I think it is poor form to use fear tactics as a means to influence and affect patient behavior. Conversely, I think the opposite is true regarding continuing education amongst health practitioners. The latest information regarding antibiotic resistant gonorrhea should compel everyone to consider the quantifiable importance of disease prevention. Knowing that this preventable, but common, STI can cause PID, fallopian tube scarring, and increase the probability for ectopic pregnancies, emboldens me to discuss this topic with my patients whenever the opportunity presents itself.

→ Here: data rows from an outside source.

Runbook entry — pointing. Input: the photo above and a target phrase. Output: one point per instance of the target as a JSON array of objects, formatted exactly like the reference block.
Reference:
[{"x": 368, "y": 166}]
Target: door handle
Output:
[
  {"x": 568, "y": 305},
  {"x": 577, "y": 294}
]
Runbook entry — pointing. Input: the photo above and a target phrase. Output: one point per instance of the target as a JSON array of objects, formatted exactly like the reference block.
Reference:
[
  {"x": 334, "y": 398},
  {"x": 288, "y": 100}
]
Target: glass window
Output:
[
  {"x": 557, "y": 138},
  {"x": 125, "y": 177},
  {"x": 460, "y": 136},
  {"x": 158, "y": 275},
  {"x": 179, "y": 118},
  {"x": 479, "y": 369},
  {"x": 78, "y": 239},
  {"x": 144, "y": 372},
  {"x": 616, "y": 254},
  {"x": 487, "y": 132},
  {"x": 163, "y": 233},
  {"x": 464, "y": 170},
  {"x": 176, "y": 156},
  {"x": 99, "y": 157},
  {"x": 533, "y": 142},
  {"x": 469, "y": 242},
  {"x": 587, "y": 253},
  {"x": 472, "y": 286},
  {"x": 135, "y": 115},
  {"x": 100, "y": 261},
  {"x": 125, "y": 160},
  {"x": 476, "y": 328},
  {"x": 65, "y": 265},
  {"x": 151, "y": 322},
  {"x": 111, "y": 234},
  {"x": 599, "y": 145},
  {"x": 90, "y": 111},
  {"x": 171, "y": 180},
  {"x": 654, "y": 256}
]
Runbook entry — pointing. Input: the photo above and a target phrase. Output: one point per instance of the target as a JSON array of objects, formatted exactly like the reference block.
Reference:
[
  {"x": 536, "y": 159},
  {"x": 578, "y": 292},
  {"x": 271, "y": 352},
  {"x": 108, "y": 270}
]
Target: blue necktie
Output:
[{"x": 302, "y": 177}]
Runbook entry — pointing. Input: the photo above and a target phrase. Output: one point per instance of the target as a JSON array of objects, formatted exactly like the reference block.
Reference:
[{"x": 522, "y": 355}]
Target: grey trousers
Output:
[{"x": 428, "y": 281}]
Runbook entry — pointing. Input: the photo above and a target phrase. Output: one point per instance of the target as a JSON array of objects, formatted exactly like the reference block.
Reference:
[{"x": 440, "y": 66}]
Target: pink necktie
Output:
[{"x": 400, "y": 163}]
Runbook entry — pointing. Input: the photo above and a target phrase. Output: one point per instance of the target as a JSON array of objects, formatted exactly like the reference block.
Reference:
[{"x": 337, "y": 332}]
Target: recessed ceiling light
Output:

According to the CDC’s morbidity and mortality weekly report from July 8th, 2011, epidemiological patterns of cephalosporin susceptibility in the West are reminiscent of the emergence of fluoroquinolone resistant N. gonorrhoeae in the U.S. While there is no conclusive evidence for the inevitability of the spread of cephalosporin resistance N. gonorrhoeae, it stands to reason that health practitioners should assume extra vigilance in their treatment of gonorrhea. Historically, the emergence and spread of gonococcal antibiotic resistance was addressed by altering antibiotic recommendations. However, with the exclusion of fluoroquinolones and the potential loss of cephalosporins, no other well studied and effective antibiotic treatment options are currently available. That’s enough to scare me straight into action and reminds me that an ounce of prevention is worth a pound of cure.